Is it safe?
We can be forgiven for feeling a little like Dustin Hoffman being tortured by Laurence Olivier’s sadistic Nazi dentist in Marathon Man.
Is it safe?
We don’t know, in these coronavirus days, what it means to be “safe.” We don’t know what the question means. But we know we better come up with some sort of answer or we’re all going under the drill.
Is. It. Safe?
We are like Hoffman, bewildered by the question and offering up whatever answer might stop the pain: “Yes, it’s safe. It’s very safe. It’s so safe, you wouldn’t believe it.” Or, when that doesn’t do the trick, “No, it’s not safe. It’s very dangerous. Be careful.” We all want the pain to stop, but we don’t know how to answer the question.

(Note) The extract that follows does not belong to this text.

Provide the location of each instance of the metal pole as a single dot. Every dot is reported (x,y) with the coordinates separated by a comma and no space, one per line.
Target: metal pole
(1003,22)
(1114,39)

We’ve been shown charts and graphs on a daily basis, representations that are being used to make policy decisions. But maybe those charts and graphs, instead of helping us make informed decisions, are actually just giving us a false sense that we know how to balance costs and benefits in the crisis. A serious analysis would be based on the kind of information we don’t have.
What kind of information do I mean? The kind insurers traditionally rely on. To get some sense of risk and the reasonable cost to insure it, one needs actuarial tables. Edward G. Robinson, in what may be the noirest of all film noirs, Double Indemnity, plays the claims manager of an insurance company. His boss has proposed stiffing Barbara Stanwyck the payout on a life insurance policy, accusing her husband of committing suicide by jumping off the back of a slow-moving train. Robinson chides the head man for not understanding his business: “Come, now. You’ve never read an actuarial table in your life, have you?” Robinson says, poking a stubby finger at the CEO. “Why, they’ve got 10 volumes on suicide alone. Suicide by race, by color, by occupation, by sex, by seasons of the year, by time of day. Suicide, how committed: by poisons, by firearms, by drowning, by leaps,” he races on. “Suicide by poison, subdivided by types of poison, such as corrosive, irritant, systemic, gaseous, narcotic, alkaloid, protein, and so forth. Suicide by leaps subdivided by leaps from high places, under the wheels of trains, under the wheels of trucks, under the feet of horses, from steamboats!” Robinson is an enthusiast, an evangelist preaching the gospel of statistics. “Of all the cases on record, there’s not one single case of suicide by leap from the rear end of a moving train. … We’re sunk, and we’ll have to pay through the nose, and you know it.”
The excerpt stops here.